Strand Theatre features “The Missing Picture”

Clay figures from the film. Photo courtesy of mubi.com.
Clay figures from the film. Photo courtesy of mubi.com.

Clay figures typically do not come to mind when the word documentary is mentioned.

The Missing Picture, nominated for the best foreign language film at the 2014 Academy Awards, was shown at the Strand Theater April 21-22 as a part of the 2015 Community Film Series.

The series is sponsored by the Ohio Wesleyan English department. Professors Lynette Carpenter and Martin Hipsky make the decision of which films will be screened each year.

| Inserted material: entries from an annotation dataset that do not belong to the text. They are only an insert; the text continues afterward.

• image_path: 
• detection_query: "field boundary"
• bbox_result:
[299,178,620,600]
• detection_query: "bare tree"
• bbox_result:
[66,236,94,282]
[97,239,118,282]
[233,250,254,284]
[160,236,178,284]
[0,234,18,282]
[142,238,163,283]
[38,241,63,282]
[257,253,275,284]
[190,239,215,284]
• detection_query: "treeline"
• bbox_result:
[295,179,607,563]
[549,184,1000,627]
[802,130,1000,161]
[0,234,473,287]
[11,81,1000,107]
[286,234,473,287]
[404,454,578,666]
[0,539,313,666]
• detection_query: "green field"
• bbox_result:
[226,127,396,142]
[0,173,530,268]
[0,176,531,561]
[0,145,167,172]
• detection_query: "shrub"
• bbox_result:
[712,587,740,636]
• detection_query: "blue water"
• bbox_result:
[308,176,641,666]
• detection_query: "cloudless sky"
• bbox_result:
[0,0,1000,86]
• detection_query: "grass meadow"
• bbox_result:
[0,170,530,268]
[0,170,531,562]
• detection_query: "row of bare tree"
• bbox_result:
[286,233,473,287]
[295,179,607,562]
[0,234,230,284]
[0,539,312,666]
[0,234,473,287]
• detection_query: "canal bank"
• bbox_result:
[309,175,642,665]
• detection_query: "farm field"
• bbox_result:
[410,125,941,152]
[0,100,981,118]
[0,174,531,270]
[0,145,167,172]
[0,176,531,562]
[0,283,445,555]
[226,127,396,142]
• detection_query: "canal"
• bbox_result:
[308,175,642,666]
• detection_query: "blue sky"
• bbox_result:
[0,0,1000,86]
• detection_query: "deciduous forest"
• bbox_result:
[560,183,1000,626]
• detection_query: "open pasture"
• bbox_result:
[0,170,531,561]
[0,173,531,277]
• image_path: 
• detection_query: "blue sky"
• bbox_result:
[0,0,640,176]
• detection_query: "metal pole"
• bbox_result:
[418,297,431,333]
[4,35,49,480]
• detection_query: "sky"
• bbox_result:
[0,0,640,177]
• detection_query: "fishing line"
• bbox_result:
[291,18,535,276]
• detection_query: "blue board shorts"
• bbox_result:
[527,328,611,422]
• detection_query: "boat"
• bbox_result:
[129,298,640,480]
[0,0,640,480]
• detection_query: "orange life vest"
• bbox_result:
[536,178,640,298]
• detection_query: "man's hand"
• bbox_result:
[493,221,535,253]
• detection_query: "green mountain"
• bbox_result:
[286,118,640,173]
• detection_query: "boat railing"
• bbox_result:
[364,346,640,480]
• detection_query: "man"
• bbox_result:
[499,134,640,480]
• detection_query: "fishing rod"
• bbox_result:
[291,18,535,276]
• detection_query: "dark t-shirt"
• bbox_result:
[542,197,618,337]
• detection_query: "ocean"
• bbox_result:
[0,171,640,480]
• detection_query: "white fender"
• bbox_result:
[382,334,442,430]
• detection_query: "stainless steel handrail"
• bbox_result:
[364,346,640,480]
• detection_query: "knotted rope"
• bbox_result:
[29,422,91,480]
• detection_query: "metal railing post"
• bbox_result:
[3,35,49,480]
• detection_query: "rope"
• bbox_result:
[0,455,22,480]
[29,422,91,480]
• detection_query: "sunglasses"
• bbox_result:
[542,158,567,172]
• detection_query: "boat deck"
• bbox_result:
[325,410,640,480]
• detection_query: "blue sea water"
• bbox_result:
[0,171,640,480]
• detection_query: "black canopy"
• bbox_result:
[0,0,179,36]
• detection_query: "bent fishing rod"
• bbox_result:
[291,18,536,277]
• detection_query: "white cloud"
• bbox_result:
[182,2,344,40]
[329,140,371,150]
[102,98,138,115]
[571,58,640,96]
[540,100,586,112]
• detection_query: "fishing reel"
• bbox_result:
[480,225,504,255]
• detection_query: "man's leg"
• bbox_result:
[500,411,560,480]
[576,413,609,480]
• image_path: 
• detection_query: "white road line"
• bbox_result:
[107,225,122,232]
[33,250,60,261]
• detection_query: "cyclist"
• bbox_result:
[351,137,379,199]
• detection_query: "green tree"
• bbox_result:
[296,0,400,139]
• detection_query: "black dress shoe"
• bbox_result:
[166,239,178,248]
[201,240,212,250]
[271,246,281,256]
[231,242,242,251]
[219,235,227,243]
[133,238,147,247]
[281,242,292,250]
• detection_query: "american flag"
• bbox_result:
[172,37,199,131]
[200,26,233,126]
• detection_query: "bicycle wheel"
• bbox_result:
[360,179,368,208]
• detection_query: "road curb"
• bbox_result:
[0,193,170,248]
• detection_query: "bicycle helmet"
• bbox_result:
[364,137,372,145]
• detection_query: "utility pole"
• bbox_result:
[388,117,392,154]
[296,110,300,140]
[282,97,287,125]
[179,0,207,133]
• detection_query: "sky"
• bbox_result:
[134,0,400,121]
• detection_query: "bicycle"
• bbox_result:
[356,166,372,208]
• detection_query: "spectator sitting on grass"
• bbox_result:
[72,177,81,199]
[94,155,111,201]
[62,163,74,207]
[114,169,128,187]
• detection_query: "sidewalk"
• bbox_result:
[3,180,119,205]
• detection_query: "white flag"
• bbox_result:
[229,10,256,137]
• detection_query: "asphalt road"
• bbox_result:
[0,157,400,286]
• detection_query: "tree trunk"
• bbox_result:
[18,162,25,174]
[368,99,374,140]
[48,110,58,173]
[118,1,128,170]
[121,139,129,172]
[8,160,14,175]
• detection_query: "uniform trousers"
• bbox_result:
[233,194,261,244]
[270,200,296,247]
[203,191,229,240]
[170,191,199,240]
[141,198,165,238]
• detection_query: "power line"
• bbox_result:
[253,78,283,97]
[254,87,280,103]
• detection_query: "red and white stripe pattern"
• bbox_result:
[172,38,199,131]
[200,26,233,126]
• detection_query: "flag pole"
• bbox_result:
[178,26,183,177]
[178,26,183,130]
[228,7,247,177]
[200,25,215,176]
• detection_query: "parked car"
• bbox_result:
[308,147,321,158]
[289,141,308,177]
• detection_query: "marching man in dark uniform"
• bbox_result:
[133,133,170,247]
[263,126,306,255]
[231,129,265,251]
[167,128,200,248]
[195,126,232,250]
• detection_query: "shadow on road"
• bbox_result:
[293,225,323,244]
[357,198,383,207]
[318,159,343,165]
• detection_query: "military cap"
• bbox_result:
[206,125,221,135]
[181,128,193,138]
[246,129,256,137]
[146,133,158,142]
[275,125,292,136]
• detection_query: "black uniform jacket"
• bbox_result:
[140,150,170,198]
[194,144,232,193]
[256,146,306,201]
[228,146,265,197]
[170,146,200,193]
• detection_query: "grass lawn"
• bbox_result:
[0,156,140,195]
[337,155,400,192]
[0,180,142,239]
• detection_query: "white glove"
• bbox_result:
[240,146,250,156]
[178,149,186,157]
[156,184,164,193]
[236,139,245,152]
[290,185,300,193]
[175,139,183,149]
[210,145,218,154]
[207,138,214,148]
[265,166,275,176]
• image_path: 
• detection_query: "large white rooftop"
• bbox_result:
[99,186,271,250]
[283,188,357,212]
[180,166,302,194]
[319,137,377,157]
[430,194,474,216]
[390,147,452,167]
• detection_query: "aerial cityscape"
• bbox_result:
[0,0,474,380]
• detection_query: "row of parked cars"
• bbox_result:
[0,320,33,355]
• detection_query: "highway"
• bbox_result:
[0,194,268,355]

The documentary – which uses clay figures to fill in for missing or destroyed footage – focuses on the horrible conditions Cambodians faced at work camps under the rule of the Khmer Rouge from 1975-1979. A total of one third of the population died under the dictatorship.

“I was looking for an East Asian film and this one I thought would be particularly useful for students to study because it’s so experimental,” Carpenter said.

Still from the film. Photo courtesy of mubi.com.
Still from the film. Photo courtesy of mubi.com.

Students are not the only ones to go to the screenings. Many residents of Delaware have also attended.

“Honestly I wish more people would come because they’re great films,” said junior Joe Pileski. “They’re not things (films) that really get advertised in the normal cinema cycle.”

The Missing Picture was directed by Rithy Panh who suffered through Khmer Rouge rule with his family. Panh was able to escape to Thailand and today is considered one of Cambodia’s most talented directors.

“It was very interesting… animation superimposed on real images,” said junior Emily Webb.

Panh and his crew who helped work on the film created hundreds of little clay figures and then proceeded to move them to different, recreated sets that resembled Cambodia’s rice fields, work camps and cities.

“It also illustrates the difference perhaps between our assumptions about film making and what it’s actually intended to do and how other cultures see film making,” Carpenter said.

The final film of the 2015 Community Film Series, Sex, Lies and Videotape, directed by Steven Soderbergh, will be shown April 28-29.